Sebenarnya jika mau direnungkan, menurut saya, tukang warung memakai istilah "harga Mahasiswa/pelajar" karena mahasiswal/pelajar-lah yang dianggap paling tepat mewakili orang fakir/miskin,  keduanya sama-sama sering tidak bisa memenuhi kebutuhannya, terutama urusan perut. hanya saja pihak warung mungkin merasa kurang sopan jika menggunakan istilah "Harga Orang Fakir/Miskin". Dan sebenarnya, penggunaan istilah "Harga Mahasiswa/pelajar" memberi kesan bahwa warung makan itu bisa dijangkau oleh berbagai kalangan, khususnya kalangan mayoritas dinegeri ini yakni orang-orang fakir/miskin. (meski kenyataannya tidak demikian...hehe)

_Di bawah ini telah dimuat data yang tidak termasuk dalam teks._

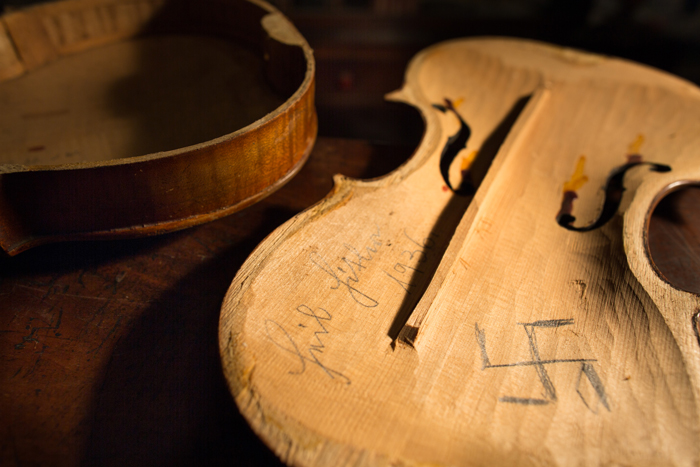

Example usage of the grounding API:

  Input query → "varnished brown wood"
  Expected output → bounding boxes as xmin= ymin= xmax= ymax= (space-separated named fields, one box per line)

xmin=0 ymin=0 xmax=317 ymax=254
xmin=0 ymin=138 xmax=700 ymax=466
xmin=0 ymin=138 xmax=411 ymax=467
xmin=219 ymin=39 xmax=700 ymax=466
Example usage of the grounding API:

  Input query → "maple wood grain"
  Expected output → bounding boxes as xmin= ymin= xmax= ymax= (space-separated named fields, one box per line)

xmin=0 ymin=138 xmax=411 ymax=466
xmin=0 ymin=134 xmax=700 ymax=466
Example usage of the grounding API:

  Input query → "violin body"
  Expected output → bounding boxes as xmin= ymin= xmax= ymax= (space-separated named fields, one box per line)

xmin=219 ymin=39 xmax=700 ymax=466
xmin=0 ymin=0 xmax=317 ymax=255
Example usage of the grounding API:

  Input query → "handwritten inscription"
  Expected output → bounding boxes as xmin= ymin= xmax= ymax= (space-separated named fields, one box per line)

xmin=474 ymin=319 xmax=610 ymax=413
xmin=382 ymin=229 xmax=435 ymax=293
xmin=265 ymin=305 xmax=350 ymax=384
xmin=309 ymin=226 xmax=383 ymax=308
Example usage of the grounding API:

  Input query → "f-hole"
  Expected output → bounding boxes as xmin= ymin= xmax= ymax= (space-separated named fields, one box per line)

xmin=388 ymin=95 xmax=531 ymax=342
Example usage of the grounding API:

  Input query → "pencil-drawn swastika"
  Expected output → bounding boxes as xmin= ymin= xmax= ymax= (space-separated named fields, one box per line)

xmin=474 ymin=319 xmax=610 ymax=413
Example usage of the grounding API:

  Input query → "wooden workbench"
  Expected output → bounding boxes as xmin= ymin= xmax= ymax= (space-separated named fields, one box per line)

xmin=0 ymin=133 xmax=700 ymax=466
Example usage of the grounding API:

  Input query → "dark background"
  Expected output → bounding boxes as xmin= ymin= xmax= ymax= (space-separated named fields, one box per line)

xmin=5 ymin=0 xmax=700 ymax=145
xmin=0 ymin=0 xmax=700 ymax=466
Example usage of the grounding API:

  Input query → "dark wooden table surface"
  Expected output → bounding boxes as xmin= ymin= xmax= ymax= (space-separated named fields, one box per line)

xmin=0 ymin=138 xmax=700 ymax=466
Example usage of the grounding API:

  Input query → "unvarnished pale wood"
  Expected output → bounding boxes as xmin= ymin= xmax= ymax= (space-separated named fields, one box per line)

xmin=220 ymin=39 xmax=700 ymax=465
xmin=0 ymin=0 xmax=317 ymax=254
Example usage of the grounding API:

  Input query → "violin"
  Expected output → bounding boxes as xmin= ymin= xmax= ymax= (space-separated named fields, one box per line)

xmin=219 ymin=38 xmax=700 ymax=466
xmin=0 ymin=0 xmax=317 ymax=255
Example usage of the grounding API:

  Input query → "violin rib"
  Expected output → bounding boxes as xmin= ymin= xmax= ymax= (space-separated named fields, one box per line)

xmin=219 ymin=38 xmax=700 ymax=466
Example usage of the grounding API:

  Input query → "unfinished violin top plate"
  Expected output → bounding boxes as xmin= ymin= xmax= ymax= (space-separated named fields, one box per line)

xmin=219 ymin=38 xmax=700 ymax=466
xmin=0 ymin=0 xmax=317 ymax=254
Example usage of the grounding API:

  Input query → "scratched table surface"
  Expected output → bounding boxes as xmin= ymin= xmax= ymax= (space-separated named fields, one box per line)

Meski saya tidak sepenuhnya setuju dengan Karl Mark, tapi realitas yang demikian sangat sering saya saksikan. Tidak sedikit orang yang berprilaku menyimpang dari kodradnya hanya karena kelaparan seperti: mencuri, menipu, bahkan orang menjadi pelacur pun mungkin tidak sedikit yang beralasan karena untuk memenuhi tuntuan perutnya. Hanya saja, jika memang Kal Mark mengatakan demikian, mungkin akan mendapatkan tidak terlalu banyak kritik dan akan lebih tepat jika pernyataan itu direvisi menjadi "tidak sedikit perbuatan manusia  yang  dilakukan hanya karena tuntutan perutnya". Dengan demikian, mungkin tidak akan terlontar sebagaiamana kritik ali Syari'ati kepada Kal Mark: "kesalahan besar Mark ialah karena ia mengatakan bahwa hakikatnya manusia adalah insan materialisme, dimana setiap perbuatannya dilakukan hanya karena alasan materi atau tuntutan perut. Padahal realitasnya, banyak, orang yang perbuatannya didasarkan atas alasan lain,orang yang berdemonstrasi, unjuk rasa, dan yang lainnya, tidak sedikit dari orang-orang yang sudah biasa hidup mewah dan kebutuhan perutnya sudah terpenuhi."..(sudr./ptkm).